How to Find Your Natural Sitting Posture
Many of us spend hours every day in a sitting position, especially if you work a desk job. That’s why it’s vital to find your natural sitting posture, so you can sit comfortably instead of dealing with chronic back or neck pain down the road.
When you’re developing a healthy sitting position, the point is not to find the “right” position and hold yourself in a fixed spot all day. Instead, we’re trying to find your neutral idea posture where you are at ease, and your weight is distributed more evenly instead of putting extra pressure on certain areas of your spine.
You can use this position as a reference, and as you go throughout your day, you will easily be able to move back into this centered position.
Learning about proper alignment while sitting:
Before finding your natural sitting position, you need to understand how body your body alignment is affected when you sit. Watch the short video below for a brief introduction!
Finding your ideal sitting position:
Once you have an understanding of alignment, watch the video below for a walkthrough of how you can find the most natural and comfortable sitting position for your body.
This exercise will help you find your neutral position:
Find a hard, flat surface, such as a wooden chair, stool or bench. Have a seat, and feel the bottom of your pelvis. There are two knobs of bone there. You want to be sitting on those bones, which nature designed for that purpose, and which are called the “sit bones”.
If you can’t feel your bones on the chair, sit on your hands. You will probably feel the hardness of the bone on your hand.
Keeping your attention on the bones, slowly slump down. Don’t lean back. Just slump. Feel the weight shifting to the back of the bones. Now sit tall again, and then slowly arch your back. You should feel the weight shifting to the front of the bones.
If you move all the way to the back you can feel the weight of your body actually come off the sit bone and onto the muscle. The same thing will happen if you rock all the way forward.
Continue slowly slumping and arching and notice that as you move towards the middle, there will be a point that feels like the center and it is the point where you feel that you are sitting highest. You will feel tall. This is the neutral position you are looking for.
This is the position you want to sit in, and then use the lumbar support to bring the chair back up to you so that you can maintain this position with ease and comfort.

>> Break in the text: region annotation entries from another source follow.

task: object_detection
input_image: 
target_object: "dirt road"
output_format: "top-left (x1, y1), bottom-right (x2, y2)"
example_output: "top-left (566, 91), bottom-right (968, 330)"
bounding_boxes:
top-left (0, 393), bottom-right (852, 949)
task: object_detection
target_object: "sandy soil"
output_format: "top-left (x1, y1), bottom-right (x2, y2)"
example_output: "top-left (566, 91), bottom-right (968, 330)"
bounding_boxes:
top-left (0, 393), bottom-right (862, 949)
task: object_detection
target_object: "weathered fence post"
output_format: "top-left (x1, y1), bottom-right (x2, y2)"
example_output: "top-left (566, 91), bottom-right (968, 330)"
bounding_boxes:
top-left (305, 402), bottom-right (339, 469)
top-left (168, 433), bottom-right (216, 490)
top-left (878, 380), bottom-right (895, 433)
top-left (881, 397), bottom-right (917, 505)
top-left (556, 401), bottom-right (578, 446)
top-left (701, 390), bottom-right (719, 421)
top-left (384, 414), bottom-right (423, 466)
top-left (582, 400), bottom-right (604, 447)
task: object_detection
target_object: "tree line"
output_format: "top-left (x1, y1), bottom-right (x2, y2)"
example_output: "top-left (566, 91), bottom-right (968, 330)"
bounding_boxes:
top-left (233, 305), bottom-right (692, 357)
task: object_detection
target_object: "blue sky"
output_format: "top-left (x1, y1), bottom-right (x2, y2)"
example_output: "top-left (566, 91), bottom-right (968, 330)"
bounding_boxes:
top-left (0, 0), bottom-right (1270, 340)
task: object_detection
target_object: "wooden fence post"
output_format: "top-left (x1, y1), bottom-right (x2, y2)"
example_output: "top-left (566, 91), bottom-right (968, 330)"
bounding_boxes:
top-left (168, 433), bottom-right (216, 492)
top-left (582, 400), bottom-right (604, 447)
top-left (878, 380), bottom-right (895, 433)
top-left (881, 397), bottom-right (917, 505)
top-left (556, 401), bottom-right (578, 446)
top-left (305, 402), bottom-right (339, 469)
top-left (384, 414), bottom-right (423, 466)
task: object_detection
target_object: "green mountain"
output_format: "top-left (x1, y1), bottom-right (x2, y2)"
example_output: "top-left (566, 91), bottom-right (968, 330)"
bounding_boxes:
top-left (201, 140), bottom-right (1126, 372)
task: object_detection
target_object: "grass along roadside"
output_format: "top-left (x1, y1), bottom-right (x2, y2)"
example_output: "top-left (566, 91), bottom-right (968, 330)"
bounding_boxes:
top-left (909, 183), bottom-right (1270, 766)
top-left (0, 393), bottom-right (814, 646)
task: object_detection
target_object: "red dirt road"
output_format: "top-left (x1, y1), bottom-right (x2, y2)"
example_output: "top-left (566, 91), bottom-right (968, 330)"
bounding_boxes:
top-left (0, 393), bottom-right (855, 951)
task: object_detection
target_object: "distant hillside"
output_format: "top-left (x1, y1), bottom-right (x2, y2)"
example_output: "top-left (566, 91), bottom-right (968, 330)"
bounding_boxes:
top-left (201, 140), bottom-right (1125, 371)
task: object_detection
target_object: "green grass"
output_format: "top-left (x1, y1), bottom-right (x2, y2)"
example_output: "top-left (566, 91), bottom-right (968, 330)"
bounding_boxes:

Next, shift your weight from one side to the other. If you’re like most people, you have a habit of sitting more on one side or the other for most of the day. This exercise will make you more conscious of where you place your weight in sitting. In the neutral position your weight will be evenly distributed between the right and left sides of your hips, legs and feet.
Practice this exercise on a hard chair for a few minutes every day. Every time you do it, your awareness will drop into your body and you’ll find your neutral position.
Best of all, once you figure out what works best for you, you’ll be able to access it easily, even in a softer chair or on a couch, where you most likely will not be able to feel your sit bones.